My favorite example was a couple of years ago when I was at a bar. There was a song on the jukebox ("Coffee Pot" by Cajmere) which, for reference, is a house music song with a repeated vocal sample that says "It's time for the perculator [sic]". I assume they mean "percolator" but that's how the guy pronounces it in the sample.
Anyway, we were joking around and even though the bar was quite loud with people talking loudly all around and music playing, I pulled out my phone and asked "Ok, Google: is it time for the perculator?" I pronounced it incorrectly like the guy in the song and within seconds, I had results.

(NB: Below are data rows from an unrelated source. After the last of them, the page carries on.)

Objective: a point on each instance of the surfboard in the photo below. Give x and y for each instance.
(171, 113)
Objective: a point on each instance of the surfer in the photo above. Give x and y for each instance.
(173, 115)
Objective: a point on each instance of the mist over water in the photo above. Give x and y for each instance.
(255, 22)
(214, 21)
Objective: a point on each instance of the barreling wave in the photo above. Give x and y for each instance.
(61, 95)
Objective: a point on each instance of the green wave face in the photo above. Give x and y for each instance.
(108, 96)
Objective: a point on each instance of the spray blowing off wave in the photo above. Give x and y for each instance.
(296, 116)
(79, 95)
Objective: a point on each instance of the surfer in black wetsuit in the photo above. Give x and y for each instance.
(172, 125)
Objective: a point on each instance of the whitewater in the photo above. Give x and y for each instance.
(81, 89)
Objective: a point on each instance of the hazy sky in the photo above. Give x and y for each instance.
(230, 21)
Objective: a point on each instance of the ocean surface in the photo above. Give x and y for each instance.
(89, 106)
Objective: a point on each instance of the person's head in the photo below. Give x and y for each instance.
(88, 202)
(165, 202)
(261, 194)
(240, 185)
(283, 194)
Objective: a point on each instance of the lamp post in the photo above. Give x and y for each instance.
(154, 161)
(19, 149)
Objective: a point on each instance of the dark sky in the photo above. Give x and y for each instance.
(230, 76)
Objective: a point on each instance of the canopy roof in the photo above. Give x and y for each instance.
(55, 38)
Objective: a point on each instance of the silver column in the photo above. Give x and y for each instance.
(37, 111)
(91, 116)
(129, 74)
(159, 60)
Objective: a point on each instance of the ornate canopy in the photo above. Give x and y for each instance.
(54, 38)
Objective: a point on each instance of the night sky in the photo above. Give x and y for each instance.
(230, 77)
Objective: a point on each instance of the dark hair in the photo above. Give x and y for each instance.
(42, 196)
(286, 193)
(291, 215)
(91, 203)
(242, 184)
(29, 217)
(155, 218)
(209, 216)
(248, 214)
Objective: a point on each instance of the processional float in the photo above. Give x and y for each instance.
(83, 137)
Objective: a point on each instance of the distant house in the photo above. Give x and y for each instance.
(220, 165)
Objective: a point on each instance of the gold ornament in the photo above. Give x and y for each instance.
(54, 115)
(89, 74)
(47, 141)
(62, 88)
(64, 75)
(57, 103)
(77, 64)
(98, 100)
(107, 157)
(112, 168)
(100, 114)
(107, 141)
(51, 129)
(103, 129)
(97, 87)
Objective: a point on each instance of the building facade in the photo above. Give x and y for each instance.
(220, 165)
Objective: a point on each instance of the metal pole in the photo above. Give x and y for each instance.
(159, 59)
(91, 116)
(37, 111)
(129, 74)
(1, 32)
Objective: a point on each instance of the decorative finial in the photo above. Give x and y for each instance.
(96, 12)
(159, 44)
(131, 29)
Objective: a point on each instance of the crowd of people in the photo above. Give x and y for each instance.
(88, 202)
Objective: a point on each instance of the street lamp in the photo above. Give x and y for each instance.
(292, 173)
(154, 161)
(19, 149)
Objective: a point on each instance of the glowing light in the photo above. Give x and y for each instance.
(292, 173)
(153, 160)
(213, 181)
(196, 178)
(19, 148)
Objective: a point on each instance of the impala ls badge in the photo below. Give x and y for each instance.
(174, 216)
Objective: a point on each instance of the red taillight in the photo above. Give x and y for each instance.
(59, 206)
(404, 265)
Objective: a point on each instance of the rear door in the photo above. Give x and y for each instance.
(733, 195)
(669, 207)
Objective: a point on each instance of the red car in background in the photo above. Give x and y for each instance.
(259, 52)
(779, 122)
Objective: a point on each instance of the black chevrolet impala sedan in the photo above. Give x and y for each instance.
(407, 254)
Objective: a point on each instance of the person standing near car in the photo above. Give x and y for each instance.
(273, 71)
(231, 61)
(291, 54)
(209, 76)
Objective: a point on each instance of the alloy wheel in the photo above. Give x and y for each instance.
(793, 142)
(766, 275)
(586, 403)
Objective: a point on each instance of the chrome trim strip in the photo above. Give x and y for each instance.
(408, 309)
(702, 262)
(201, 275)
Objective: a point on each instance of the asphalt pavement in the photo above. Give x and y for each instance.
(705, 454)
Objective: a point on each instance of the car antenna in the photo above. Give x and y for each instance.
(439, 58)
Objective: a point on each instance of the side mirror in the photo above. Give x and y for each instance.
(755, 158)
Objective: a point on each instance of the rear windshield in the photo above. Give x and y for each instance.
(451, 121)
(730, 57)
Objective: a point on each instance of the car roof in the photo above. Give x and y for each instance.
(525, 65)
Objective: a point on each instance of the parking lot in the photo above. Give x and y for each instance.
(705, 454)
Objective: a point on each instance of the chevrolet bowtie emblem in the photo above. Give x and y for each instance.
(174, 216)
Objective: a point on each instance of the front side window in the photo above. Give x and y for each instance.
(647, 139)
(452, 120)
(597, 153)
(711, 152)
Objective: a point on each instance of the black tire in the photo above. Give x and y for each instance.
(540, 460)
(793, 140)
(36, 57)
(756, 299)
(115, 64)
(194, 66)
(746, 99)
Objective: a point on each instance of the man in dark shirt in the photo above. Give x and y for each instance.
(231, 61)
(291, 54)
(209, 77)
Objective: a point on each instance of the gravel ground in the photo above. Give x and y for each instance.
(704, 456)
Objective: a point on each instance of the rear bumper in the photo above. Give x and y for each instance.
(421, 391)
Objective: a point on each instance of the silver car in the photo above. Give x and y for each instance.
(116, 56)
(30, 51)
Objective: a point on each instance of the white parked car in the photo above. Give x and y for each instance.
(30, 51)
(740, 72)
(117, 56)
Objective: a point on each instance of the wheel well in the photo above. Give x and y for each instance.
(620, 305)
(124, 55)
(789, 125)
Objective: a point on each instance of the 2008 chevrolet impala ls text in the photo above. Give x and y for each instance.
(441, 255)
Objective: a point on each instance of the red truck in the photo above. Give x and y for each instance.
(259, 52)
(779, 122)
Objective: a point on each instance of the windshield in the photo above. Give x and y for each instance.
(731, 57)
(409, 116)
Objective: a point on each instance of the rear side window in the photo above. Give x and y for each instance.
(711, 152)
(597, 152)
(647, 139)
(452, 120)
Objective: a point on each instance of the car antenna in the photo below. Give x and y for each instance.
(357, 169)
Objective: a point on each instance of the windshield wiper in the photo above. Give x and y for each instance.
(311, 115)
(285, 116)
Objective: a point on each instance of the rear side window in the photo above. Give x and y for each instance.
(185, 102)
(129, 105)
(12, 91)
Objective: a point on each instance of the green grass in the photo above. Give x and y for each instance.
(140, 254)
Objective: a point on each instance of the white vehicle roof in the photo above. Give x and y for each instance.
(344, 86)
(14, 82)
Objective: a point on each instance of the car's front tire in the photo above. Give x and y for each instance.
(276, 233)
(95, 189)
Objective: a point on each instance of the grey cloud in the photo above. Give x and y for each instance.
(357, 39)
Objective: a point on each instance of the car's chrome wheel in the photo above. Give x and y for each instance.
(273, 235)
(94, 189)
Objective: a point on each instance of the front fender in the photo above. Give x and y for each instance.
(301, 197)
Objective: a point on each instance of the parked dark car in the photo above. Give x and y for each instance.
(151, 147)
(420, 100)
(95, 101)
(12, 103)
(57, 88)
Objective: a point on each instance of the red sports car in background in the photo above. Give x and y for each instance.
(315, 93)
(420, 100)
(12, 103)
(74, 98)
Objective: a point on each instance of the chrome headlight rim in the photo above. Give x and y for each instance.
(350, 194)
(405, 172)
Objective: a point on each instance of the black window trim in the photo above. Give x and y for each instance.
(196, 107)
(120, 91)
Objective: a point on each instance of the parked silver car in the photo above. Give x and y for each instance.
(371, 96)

The top one was a link to the video for "Coffee Pot" by Cajmere on Youtube and the rest were links to other stuff regarding the song.
Now, this was at least 2 years ago and possibly more. The response to my silly joke of a question wasn't so witty as to give me a spoken "it's time for the perculator" or anything like that....but it could parse my words despite all the noise and competing speech around me, it understood a mispronounced word, and it knew that this lyric sample referred to a song with a different title (Coffee Pot) and linked me to the video.
That was seriously the first time I was really impressed by their voice assistant even if it was a ridiculous request. No idea what the result would be on today's Google Now or tomorrow's Assistant (guess I'll find out when my Pixel gets delivered). Still, even if just from an engineering and software angle, that made me grin a bigger geeky grin than I might have imagined.